# Noah has been missing for 8 months now..



## ShannonLouise. (Feb 2, 2009)

_Hey! I havnt been on pf for over a year now. I'd like to get back on though, i'd like to share with you that my cat, my baby! Noah has been missing for 8months now. He went missing end of April this year, we let him out at around 11am and he never ended up coming home. I was distraught and i am still so sad. I keep thinking the worse but i do hope he's with a lovely family giving them as much happiness as he gave to me. I know i couldnt possibly find him now, we put him on the internet, put posters up in local areas. No sign. His brothers and sister cats miss him much!

- Hes a small male, neuterd, he will probably be around 2 years old now. He has a distinctive face and a white tip on his tail. He was last seen with a blue collar with bits of glitter on and a bell. Missing from LANCASHIRE area.

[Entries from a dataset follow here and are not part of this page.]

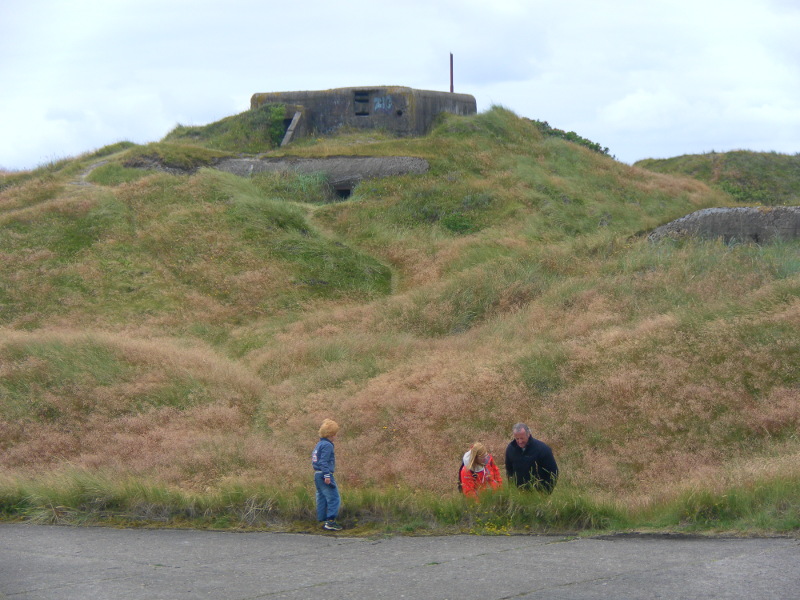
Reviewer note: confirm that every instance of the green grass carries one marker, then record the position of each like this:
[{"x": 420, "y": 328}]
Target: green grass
[
  {"x": 253, "y": 131},
  {"x": 171, "y": 340},
  {"x": 767, "y": 178},
  {"x": 95, "y": 498}
]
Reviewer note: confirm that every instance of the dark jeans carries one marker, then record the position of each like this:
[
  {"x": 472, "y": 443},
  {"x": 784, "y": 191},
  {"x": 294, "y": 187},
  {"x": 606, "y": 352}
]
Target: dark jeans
[{"x": 328, "y": 499}]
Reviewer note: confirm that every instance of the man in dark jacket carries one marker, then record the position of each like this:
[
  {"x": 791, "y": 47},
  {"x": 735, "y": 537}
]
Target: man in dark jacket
[{"x": 530, "y": 462}]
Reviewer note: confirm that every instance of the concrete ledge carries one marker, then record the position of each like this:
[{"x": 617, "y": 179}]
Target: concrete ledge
[
  {"x": 743, "y": 224},
  {"x": 340, "y": 170}
]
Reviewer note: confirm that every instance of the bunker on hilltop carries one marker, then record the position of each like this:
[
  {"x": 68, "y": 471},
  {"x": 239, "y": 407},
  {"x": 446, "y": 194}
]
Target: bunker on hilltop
[{"x": 400, "y": 110}]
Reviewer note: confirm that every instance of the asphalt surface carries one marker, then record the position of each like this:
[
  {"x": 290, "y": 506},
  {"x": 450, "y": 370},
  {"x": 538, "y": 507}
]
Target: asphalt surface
[{"x": 64, "y": 563}]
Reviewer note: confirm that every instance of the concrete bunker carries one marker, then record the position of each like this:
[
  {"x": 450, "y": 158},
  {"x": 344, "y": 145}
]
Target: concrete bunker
[
  {"x": 401, "y": 110},
  {"x": 760, "y": 225},
  {"x": 343, "y": 173}
]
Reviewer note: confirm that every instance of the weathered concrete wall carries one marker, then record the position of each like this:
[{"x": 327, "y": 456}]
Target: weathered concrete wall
[
  {"x": 342, "y": 172},
  {"x": 759, "y": 225},
  {"x": 401, "y": 110}
]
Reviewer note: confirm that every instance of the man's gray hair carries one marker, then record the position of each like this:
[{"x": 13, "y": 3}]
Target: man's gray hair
[{"x": 520, "y": 427}]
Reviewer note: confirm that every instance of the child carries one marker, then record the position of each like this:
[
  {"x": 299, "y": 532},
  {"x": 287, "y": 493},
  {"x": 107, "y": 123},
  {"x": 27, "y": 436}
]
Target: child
[
  {"x": 479, "y": 471},
  {"x": 324, "y": 463}
]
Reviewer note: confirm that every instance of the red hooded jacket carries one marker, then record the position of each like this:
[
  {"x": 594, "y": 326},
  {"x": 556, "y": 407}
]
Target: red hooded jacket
[{"x": 472, "y": 483}]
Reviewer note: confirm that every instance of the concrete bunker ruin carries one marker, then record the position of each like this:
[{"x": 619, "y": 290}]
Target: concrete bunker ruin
[
  {"x": 401, "y": 110},
  {"x": 760, "y": 225}
]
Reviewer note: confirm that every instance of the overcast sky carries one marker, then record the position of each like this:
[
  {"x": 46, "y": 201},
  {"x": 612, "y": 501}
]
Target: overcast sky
[{"x": 646, "y": 78}]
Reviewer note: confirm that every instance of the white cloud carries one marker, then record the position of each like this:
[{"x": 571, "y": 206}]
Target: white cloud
[{"x": 654, "y": 78}]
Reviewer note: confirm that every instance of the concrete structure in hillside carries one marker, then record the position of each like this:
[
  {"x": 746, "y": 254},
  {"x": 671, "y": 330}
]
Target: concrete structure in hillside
[
  {"x": 400, "y": 110},
  {"x": 761, "y": 225}
]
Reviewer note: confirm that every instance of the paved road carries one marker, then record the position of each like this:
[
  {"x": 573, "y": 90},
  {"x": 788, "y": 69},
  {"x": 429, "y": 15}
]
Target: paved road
[{"x": 84, "y": 563}]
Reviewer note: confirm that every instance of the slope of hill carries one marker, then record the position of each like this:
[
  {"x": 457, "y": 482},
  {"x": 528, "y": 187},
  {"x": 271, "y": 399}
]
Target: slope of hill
[
  {"x": 766, "y": 178},
  {"x": 192, "y": 330}
]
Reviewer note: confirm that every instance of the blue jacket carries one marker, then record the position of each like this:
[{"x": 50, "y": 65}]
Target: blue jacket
[{"x": 322, "y": 458}]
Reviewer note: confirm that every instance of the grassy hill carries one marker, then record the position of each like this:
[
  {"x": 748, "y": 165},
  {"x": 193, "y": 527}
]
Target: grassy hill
[
  {"x": 766, "y": 178},
  {"x": 171, "y": 340}
]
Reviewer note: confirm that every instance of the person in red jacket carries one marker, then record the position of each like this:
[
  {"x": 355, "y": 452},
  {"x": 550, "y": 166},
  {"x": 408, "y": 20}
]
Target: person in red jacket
[{"x": 479, "y": 471}]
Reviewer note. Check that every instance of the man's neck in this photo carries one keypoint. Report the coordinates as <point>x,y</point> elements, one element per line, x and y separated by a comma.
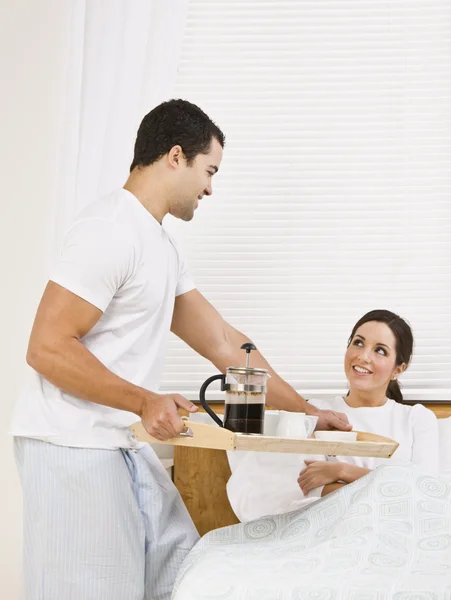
<point>148,188</point>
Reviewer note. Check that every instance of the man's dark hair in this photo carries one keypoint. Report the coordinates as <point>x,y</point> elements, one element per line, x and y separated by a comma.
<point>172,123</point>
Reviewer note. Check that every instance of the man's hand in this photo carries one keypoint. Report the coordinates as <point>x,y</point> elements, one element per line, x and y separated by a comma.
<point>160,417</point>
<point>317,474</point>
<point>329,419</point>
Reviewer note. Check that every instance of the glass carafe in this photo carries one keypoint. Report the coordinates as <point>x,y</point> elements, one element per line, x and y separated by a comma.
<point>245,397</point>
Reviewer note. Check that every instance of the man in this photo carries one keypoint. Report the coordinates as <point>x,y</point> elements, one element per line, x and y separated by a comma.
<point>101,518</point>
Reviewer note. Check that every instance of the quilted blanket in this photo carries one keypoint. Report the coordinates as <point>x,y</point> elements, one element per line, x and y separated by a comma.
<point>385,536</point>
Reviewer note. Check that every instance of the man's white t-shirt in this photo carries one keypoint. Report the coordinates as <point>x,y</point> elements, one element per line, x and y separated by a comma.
<point>265,483</point>
<point>117,257</point>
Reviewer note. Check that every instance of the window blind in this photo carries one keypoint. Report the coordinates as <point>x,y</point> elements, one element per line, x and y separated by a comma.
<point>334,193</point>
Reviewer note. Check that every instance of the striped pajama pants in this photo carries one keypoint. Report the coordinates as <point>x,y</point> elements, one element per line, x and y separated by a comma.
<point>100,524</point>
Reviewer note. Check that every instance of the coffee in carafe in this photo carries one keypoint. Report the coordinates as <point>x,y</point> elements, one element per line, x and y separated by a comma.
<point>244,406</point>
<point>244,412</point>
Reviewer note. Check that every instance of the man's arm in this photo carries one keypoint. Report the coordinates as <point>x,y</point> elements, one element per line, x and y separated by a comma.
<point>200,325</point>
<point>56,352</point>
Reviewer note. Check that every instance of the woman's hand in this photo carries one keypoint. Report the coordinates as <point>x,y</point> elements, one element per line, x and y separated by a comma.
<point>317,474</point>
<point>329,419</point>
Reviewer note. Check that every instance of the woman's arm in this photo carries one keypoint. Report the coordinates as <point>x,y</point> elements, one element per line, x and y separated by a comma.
<point>346,474</point>
<point>349,473</point>
<point>331,487</point>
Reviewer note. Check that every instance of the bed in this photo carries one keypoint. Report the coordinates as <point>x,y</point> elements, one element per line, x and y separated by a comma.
<point>387,535</point>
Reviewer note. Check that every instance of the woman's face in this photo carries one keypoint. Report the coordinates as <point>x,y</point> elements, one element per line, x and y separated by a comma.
<point>370,360</point>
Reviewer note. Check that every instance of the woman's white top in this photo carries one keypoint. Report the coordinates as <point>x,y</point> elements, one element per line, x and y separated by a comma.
<point>264,483</point>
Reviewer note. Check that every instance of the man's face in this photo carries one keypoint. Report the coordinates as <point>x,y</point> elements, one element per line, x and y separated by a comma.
<point>195,182</point>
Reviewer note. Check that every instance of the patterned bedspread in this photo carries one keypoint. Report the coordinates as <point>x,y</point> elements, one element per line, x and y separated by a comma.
<point>386,536</point>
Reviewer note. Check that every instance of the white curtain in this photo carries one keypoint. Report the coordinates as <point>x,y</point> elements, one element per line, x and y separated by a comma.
<point>122,59</point>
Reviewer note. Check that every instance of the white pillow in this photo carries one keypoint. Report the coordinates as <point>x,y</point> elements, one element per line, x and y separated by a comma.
<point>444,432</point>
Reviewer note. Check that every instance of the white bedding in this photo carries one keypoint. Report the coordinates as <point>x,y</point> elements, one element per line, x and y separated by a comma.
<point>385,536</point>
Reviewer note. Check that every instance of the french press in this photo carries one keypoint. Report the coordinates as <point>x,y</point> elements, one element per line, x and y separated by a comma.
<point>245,396</point>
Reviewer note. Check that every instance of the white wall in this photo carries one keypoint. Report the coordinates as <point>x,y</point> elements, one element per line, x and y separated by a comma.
<point>31,57</point>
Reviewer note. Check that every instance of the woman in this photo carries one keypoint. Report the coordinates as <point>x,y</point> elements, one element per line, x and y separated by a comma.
<point>379,351</point>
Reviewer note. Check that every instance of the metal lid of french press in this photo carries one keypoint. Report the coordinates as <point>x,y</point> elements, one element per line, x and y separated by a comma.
<point>247,371</point>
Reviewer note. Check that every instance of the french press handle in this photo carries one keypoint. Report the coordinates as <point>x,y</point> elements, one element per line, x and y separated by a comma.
<point>203,389</point>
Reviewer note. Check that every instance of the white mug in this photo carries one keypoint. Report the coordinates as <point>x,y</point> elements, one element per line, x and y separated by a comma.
<point>295,425</point>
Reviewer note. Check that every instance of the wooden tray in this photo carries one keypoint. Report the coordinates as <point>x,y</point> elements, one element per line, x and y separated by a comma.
<point>202,435</point>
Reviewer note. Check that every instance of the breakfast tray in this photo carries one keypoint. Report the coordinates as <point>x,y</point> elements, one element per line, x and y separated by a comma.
<point>201,435</point>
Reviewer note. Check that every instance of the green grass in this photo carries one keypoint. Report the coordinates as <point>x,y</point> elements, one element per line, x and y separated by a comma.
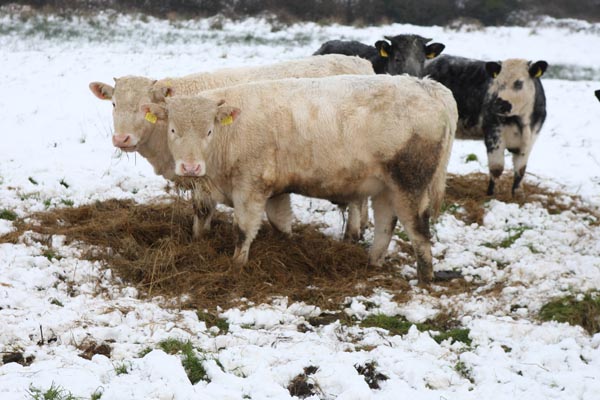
<point>464,371</point>
<point>122,369</point>
<point>56,302</point>
<point>55,392</point>
<point>514,234</point>
<point>97,395</point>
<point>212,320</point>
<point>395,325</point>
<point>398,325</point>
<point>50,254</point>
<point>584,312</point>
<point>8,215</point>
<point>471,157</point>
<point>456,335</point>
<point>67,202</point>
<point>192,364</point>
<point>144,351</point>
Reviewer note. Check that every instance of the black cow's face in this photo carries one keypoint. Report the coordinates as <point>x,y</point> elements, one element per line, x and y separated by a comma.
<point>406,54</point>
<point>513,87</point>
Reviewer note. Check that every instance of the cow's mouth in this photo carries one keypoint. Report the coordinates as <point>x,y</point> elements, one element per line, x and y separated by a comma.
<point>128,149</point>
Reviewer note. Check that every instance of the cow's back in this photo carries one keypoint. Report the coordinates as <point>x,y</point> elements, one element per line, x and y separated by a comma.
<point>309,67</point>
<point>341,129</point>
<point>349,48</point>
<point>468,81</point>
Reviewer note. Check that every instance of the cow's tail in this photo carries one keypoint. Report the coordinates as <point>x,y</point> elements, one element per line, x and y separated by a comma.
<point>437,188</point>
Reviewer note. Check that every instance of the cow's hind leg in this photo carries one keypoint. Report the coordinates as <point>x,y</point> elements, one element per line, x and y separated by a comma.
<point>413,213</point>
<point>248,213</point>
<point>353,232</point>
<point>279,213</point>
<point>385,222</point>
<point>495,152</point>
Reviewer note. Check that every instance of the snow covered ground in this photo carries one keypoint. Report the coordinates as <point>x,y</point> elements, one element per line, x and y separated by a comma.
<point>56,151</point>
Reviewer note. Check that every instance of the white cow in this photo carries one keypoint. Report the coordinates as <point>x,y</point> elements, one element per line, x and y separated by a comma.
<point>147,136</point>
<point>340,138</point>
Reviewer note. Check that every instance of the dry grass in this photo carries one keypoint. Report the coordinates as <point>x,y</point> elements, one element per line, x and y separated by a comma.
<point>469,191</point>
<point>150,246</point>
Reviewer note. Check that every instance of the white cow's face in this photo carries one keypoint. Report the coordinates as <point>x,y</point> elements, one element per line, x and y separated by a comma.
<point>130,127</point>
<point>513,87</point>
<point>193,123</point>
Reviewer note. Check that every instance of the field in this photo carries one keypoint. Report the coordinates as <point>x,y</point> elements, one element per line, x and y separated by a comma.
<point>103,293</point>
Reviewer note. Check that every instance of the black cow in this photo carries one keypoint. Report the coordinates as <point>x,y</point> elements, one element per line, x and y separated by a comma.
<point>502,103</point>
<point>404,54</point>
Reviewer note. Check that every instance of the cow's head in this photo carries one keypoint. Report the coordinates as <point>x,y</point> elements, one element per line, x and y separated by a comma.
<point>406,54</point>
<point>192,125</point>
<point>513,87</point>
<point>130,128</point>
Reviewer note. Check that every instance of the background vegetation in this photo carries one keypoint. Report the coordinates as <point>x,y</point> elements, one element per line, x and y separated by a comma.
<point>422,12</point>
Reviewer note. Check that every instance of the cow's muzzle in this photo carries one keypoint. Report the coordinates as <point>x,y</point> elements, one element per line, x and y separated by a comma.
<point>501,106</point>
<point>125,142</point>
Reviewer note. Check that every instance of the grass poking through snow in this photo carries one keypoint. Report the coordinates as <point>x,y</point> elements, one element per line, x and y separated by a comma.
<point>584,311</point>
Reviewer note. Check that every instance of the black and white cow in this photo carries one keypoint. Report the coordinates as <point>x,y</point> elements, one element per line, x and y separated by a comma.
<point>502,103</point>
<point>403,54</point>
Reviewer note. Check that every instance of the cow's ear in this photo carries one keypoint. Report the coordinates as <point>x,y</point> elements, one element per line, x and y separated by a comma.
<point>160,91</point>
<point>537,69</point>
<point>383,48</point>
<point>102,90</point>
<point>433,50</point>
<point>493,68</point>
<point>226,115</point>
<point>154,112</point>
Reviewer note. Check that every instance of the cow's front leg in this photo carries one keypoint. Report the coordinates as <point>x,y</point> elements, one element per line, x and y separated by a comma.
<point>248,211</point>
<point>495,151</point>
<point>204,208</point>
<point>279,213</point>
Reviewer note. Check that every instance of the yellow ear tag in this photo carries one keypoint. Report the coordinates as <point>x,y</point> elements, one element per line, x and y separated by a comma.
<point>227,120</point>
<point>150,117</point>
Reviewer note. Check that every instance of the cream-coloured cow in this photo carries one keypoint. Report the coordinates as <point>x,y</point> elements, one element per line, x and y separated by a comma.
<point>340,138</point>
<point>147,136</point>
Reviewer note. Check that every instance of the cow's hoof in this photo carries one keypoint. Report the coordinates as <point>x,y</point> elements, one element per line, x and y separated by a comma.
<point>446,276</point>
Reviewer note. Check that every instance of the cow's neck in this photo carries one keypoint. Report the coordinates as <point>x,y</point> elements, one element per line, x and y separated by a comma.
<point>156,150</point>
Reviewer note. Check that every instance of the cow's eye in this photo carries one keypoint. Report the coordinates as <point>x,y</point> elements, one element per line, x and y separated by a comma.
<point>518,85</point>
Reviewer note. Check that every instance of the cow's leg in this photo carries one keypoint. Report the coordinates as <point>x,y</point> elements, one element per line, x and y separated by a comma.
<point>364,215</point>
<point>358,219</point>
<point>353,233</point>
<point>204,209</point>
<point>495,151</point>
<point>385,222</point>
<point>279,213</point>
<point>248,211</point>
<point>414,216</point>
<point>519,165</point>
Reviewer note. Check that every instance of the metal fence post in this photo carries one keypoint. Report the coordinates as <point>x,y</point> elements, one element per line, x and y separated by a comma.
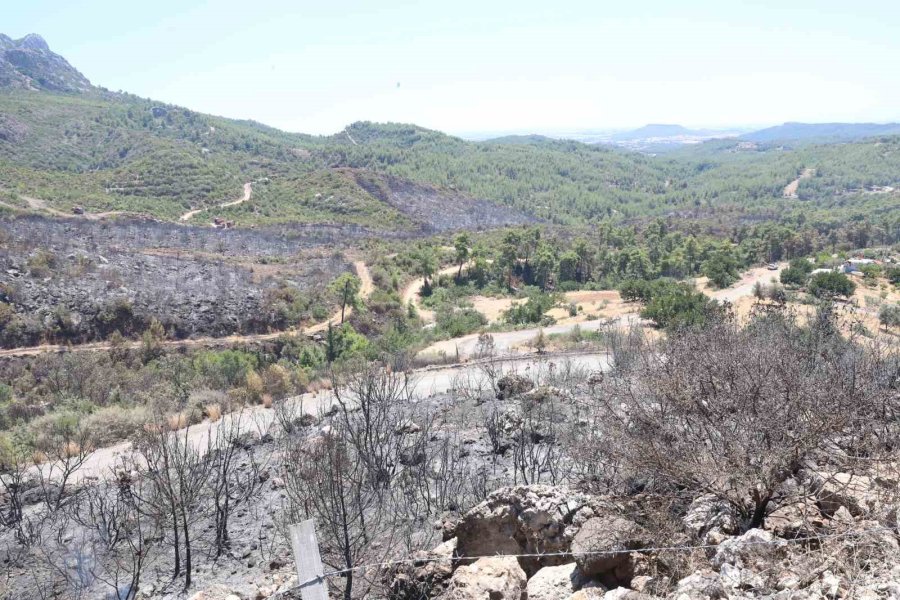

Please, if anyone has seen him, contact me! _


----------



## Guest (Dec 4, 2011)

Hi Shannon, Welcome back. Sorry to hear about your cat. Don't give up hope of finding him. It has been known for cats to turn up years later. My Grandads cat went missing for two years then strolled in through the backdoor like he hadn't even been away.
Was your cat micrchipped? There is always hope.


----------



## ShannonLouise. (Feb 2, 2009)

_Thankyou! & I know, i do hope he turns up. He was my baby! He wasnt microchipped, no.  So wish he was._


----------